Stalin presenteerde zich als een eenvoudige man van het volk, die zich onderscheidde van de alledaagse politiek door zijn unieke rol als leider. Zijn kleding werd zorgvuldig geselecteerd om dit beeld te ondersteunen. De propaganda stelde hem eerst voor als erfgenaam van Lenin, maar naarmate de tijd verstreek werd hij eerst Lenin’s gelijke, om hem nadien helemaal te overvleugelen. Vanaf de late jaren ‘20 werd Stalin voorgesteld als de belangrijkste militaire leider van de burgeroorlog, maar die rol werd in de jaren ‘60 als onbeduidend ontmaskerd. Er kwamen heel precieze verordeningen over hoe het leven van Stalin moest beschreven worden, en hoe hij moest afgebeeld worden. Minder passende feiten, zoals het feit dat hij wilde samenwerken met de tsaristische regering bij zijn terugkeer uit ballingschap, werden verwijderd uit zijn biografie. In de Sovjet-propaganda was alles mogelijk dank zij kameraad Stalin. Van technische projecten werd gezegd dat ze persoonlijk afgekondigd waren door Stalin. Jonge Pionieers moesten strijden voor de zaak van Lenin en Stalin. De gevoerde propaganda was zo krachtig dat veel jonge mensen Stalin verafgoodden. Tijdens de Tweede Wereldoorlog maakte hij een vluchtig bezoek aan het front, zodat de propaganda kon beweren dat hij zijn leven had ingezet met de soldaten in de frontlinie. De cultus werd enigszins afgezwakt toen de overwinning nabij was.

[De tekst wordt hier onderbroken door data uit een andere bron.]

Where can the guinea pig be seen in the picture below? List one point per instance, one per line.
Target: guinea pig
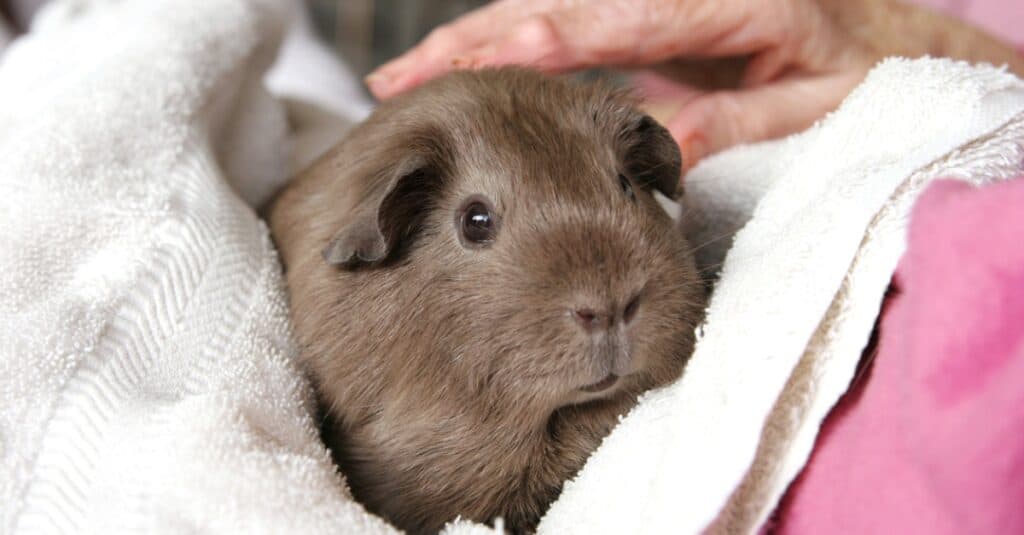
(481, 282)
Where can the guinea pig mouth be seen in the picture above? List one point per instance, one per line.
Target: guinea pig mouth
(602, 384)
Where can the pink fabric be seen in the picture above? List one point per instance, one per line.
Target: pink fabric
(931, 437)
(1000, 17)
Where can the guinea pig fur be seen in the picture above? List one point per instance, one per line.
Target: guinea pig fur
(481, 282)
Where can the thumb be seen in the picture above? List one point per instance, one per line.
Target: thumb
(723, 119)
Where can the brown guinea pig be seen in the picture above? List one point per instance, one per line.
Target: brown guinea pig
(481, 282)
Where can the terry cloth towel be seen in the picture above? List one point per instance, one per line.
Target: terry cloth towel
(146, 377)
(823, 222)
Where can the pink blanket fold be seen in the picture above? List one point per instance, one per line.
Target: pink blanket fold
(930, 439)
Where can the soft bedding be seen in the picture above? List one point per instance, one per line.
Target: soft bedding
(146, 375)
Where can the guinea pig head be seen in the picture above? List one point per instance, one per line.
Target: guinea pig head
(501, 241)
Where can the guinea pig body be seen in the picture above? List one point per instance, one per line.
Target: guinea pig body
(481, 282)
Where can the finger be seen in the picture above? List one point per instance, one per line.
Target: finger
(619, 32)
(724, 119)
(433, 54)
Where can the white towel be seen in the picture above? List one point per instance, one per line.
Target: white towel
(146, 378)
(823, 218)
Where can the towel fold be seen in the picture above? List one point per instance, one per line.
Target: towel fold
(146, 377)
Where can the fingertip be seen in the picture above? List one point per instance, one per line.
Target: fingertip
(692, 141)
(379, 84)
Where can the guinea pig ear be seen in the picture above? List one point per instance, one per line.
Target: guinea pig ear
(653, 159)
(390, 211)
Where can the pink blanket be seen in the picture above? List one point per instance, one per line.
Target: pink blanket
(930, 439)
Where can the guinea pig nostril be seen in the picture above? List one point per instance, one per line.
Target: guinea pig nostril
(588, 319)
(631, 309)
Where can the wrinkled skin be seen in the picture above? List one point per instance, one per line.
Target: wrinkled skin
(728, 71)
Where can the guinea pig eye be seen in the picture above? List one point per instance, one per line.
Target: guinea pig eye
(627, 187)
(477, 223)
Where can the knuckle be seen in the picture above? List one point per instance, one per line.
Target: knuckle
(538, 31)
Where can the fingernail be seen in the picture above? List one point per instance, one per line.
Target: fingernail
(377, 82)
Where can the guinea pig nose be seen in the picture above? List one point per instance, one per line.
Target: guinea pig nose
(590, 320)
(631, 309)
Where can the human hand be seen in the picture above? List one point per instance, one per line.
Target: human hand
(797, 58)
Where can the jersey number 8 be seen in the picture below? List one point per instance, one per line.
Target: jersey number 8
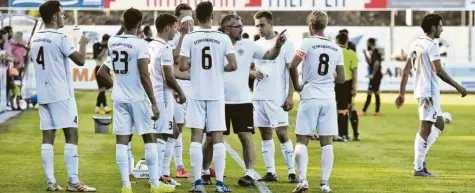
(206, 60)
(124, 59)
(323, 64)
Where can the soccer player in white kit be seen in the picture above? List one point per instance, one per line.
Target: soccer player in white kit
(175, 143)
(50, 54)
(238, 108)
(273, 98)
(323, 65)
(133, 97)
(165, 88)
(207, 50)
(424, 58)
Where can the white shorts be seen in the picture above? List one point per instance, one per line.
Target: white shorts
(209, 113)
(59, 115)
(164, 125)
(180, 109)
(317, 114)
(130, 115)
(269, 113)
(429, 108)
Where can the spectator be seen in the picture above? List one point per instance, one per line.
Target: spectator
(99, 50)
(148, 33)
(351, 45)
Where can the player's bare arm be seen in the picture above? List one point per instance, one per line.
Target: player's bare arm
(446, 78)
(183, 63)
(80, 57)
(274, 52)
(171, 82)
(404, 77)
(147, 85)
(232, 64)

Naarmate Stalin meer macht kreeg, werd de propaganda overigens ook ingezet om tegenstanders naar beneden te halen. Zo werd rond Trotski bijvoorbeeld een hele anti-persoonlijkheidscultus gebouwd.


Uitroeiing van ongedierte

Een belangrijk doel van de communistische propaganda was het rechtvaardigen van politieke repressie tegen - en zelfs de uitroeiing van - sociale groepen die vijandig stonden tot het marxisme en het proletariaat. Een belangrijk doel van de communistische propaganda was opwindende en gewelddadige politieke emoties creëren tegen vijanden van het regime, zodat ze zonder weerstand van het volk konden geëlimineerd worden.

Een typisch kenmerk in dit soort van propaganda was de ontkenning van de menselijkheid van deze groepen. Vladimir Lenin riep bijvoorbeeld op om vijanden uit te roeien als schadelijke insecten, luizen en bloedzuigers.

In 1933 publiceerde Maksim Gorkij (1860-1936) zijn werk Канал имени Сталина (Kanal imeni Stalina) of Het Stalinkanaal. Daarin schreef hij onder meer dat een klassenhaat moest worden gecultiveerd door een organische afkeer voor de vijand. Vijanden moesten worden gezien als minderwaardig. Hij riep zelfs op om gebruik te maken van vijanden van het volk als menselijke proefkonijnen voor experimenten in het Instituut van de Sovjet-Unie voor Experimentele Geneeskunde, en stelde dat voor als “een ware dienst aan de mensheid”.

In De meester en Margarita verwijst Boelgakov meerdere malen naar dit fenomeen, vooral in de verwijten die Ivan Bezdomny in het ziekenhuis van dokter Stravinski uitschreeuwt.